Publié en ligne le 12 juillet 2004 - Astrologie -
Ce texte a été publié dans les Cahiers rationalistes en 1998. Rédigé par Jean-Paul Krivine, il rend compte des résultats d’un travail collectif piloté à une étape ou une autre par Claude Benski, Dominique Caudron, Yves Galifret, Jean-Paul Krivine, Jean-Claude Pecker, Michel Rouzé et Evry Schatzman.

Une version plus détaillée a été publiée en anglais en 1996 par Prometheus Book sous le titre The Mars Effect.

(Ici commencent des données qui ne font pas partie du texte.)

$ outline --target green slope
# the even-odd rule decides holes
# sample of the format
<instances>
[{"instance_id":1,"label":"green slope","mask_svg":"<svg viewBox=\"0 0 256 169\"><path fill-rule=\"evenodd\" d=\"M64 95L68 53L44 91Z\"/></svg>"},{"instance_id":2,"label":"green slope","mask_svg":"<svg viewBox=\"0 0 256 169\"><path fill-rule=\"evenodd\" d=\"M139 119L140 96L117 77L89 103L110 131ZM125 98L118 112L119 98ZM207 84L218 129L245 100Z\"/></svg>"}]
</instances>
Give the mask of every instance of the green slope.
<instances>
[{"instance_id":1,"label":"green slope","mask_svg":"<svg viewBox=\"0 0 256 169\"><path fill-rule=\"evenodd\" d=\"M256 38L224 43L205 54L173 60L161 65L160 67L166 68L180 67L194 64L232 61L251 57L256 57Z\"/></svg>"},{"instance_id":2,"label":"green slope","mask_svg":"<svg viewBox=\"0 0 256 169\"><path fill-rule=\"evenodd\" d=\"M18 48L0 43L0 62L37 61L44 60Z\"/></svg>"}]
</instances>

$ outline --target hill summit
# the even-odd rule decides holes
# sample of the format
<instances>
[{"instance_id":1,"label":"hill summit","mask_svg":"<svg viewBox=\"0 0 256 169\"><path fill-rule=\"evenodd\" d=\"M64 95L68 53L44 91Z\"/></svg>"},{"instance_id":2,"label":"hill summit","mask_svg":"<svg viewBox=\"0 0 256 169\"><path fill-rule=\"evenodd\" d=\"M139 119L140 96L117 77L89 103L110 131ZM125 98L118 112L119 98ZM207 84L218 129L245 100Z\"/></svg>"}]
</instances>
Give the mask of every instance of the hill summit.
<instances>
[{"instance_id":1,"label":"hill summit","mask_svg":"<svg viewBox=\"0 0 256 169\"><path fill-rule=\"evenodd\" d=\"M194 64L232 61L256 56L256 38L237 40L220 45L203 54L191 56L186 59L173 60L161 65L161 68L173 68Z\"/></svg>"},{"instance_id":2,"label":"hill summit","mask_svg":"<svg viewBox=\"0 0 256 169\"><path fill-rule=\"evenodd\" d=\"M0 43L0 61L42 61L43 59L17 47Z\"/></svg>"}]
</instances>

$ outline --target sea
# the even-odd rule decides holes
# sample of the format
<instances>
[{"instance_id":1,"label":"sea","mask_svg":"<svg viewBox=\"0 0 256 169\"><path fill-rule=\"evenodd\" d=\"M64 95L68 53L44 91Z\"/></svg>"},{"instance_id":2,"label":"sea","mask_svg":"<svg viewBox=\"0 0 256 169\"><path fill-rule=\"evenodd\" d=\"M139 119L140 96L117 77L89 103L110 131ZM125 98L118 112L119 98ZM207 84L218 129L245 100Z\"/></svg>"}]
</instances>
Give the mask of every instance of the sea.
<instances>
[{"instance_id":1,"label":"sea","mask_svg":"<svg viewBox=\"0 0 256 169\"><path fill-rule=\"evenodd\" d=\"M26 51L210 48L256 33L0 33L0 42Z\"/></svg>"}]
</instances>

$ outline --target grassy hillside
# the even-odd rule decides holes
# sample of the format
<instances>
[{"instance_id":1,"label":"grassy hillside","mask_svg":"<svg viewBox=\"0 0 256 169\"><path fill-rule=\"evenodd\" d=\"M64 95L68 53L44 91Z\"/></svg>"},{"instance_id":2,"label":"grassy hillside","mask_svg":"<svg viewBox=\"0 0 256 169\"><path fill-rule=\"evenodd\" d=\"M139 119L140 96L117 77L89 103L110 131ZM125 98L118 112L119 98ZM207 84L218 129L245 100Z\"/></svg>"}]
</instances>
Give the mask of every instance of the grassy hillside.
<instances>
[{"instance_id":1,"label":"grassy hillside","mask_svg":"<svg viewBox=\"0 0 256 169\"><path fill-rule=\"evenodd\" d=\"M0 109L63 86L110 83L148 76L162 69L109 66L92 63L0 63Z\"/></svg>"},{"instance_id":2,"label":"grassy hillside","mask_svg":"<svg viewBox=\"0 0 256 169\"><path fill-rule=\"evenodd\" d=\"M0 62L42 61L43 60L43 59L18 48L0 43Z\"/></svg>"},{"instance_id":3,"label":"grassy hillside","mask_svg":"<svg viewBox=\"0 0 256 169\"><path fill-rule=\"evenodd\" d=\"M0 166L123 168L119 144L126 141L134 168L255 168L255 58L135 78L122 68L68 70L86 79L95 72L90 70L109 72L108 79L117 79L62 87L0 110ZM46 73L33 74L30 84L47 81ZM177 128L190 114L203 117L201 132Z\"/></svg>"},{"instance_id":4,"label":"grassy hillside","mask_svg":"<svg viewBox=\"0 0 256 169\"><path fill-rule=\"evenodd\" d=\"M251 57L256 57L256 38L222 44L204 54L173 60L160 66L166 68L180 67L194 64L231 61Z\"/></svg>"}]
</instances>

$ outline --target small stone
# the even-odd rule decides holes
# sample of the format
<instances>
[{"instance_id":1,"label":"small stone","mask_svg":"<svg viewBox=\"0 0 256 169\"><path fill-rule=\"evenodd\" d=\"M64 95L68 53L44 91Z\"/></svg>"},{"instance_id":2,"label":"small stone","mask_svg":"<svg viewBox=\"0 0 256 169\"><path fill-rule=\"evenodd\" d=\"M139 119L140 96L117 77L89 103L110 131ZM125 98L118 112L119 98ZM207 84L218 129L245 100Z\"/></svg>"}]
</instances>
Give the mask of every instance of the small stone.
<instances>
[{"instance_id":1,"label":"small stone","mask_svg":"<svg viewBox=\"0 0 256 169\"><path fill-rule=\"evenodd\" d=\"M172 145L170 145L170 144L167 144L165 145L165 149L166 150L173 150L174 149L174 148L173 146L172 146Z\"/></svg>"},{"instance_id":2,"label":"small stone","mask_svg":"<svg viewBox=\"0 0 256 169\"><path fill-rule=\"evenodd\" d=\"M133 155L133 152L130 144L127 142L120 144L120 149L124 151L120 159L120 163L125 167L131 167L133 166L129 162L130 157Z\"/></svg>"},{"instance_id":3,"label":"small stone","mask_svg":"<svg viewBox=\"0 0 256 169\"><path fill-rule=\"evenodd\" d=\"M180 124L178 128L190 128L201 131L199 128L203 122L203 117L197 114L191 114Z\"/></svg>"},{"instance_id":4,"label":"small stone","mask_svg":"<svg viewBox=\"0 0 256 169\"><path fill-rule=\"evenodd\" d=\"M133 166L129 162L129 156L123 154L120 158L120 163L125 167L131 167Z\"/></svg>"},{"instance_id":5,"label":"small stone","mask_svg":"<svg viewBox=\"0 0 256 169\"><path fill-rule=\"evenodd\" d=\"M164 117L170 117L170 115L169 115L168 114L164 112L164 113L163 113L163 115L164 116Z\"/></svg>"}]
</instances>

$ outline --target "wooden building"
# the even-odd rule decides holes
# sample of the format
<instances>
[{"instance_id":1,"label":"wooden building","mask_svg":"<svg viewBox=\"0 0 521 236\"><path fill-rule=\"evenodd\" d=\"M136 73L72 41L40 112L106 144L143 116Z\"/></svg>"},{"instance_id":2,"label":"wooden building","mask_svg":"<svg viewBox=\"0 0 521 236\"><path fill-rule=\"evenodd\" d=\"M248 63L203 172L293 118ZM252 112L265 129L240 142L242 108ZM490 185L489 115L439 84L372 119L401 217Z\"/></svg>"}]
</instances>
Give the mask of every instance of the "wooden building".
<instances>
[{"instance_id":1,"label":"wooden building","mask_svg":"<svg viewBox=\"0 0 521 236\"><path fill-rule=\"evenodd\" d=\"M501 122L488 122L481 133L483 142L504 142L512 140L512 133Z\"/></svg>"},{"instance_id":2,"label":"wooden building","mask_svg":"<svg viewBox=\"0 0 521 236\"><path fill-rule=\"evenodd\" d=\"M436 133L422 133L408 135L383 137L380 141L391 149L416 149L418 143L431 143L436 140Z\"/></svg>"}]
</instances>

Une des plus importantes études jamais réalisée sur l’astrologie

Il y a environ deux ans étaient rendus publics les résultats d’une des plus importantes études jamais menées sur l’astrologie [1] . Cette étude menée par le Comité Français pour l’études des phénomènes prétendus paranormaux (CFEPP) à laquelle l’Union rationaliste a beaucoup contribué est importante à plus d’un titre. Tout d’abord, le protocole mis en place a été défini en commun avec Michel Gauquelin, l’auteur de la théorie astrologique mise à l’épreuve. Ensuite une méthode rigoureuse d’expérimentation a été mise en œuvre : constitution de l’échantillon, vérification des actes de naissance dans les mairies, etc. On retrouve très rarement cette rigueur (et qui implique une importante logistique) lorsque les partisans des parasciences expérimentent eux-mêmes leurs théories. Enfin, les résultats ont été vérifiés indépendamment par un statisticien hollandais 1. L’ensemble des données, les fichiers et résultats sont disponibles pour quiconque voudrait refaire tout ou partie de l’étude 2.

Pourquoi cette étude ? Pourquoi dépenser tant d’énergie pour chercher à vérifier des fariboles reprocheront certains ? Parce que justement, et quoiqu’en disent les partisans des parasciences, nous ne rejetons pas l’astrologie par a priori, ou parce qu’aucun raisonnement logique ne pourrait l’expliquer. Mais tout simplement nous faisons nôtre ce que disait le regretté Isaac Asimov [3] : « “Ne croyez-vous pas aux soucoupes volantes ? [...] Ne croyez-vous pas à la télépathie ? Ne croyez-vous pas aux anciens astronautes ? Au triangle des Bermudes ? En l’après vie ?” Je réplique : “non ! Non, non, non, non et encore une fois non !” Récemment, une personne poussée au désespoir par la litanie monotone de mes dénégations a éclaté : “ne croyez-vous en rien ? Si, répondis-je, je crois en la preuve. Je crois en l’observation, je crois aux mesures et à la raison confirmées par des observateurs distincts. Je crois en tout, peu importe la bizarrerie ou le ridicule, s’il y a une preuve. Toutefois, plus quelque chose sera bizarre et ridicule, plus la preuve devra être ferme et solide” ».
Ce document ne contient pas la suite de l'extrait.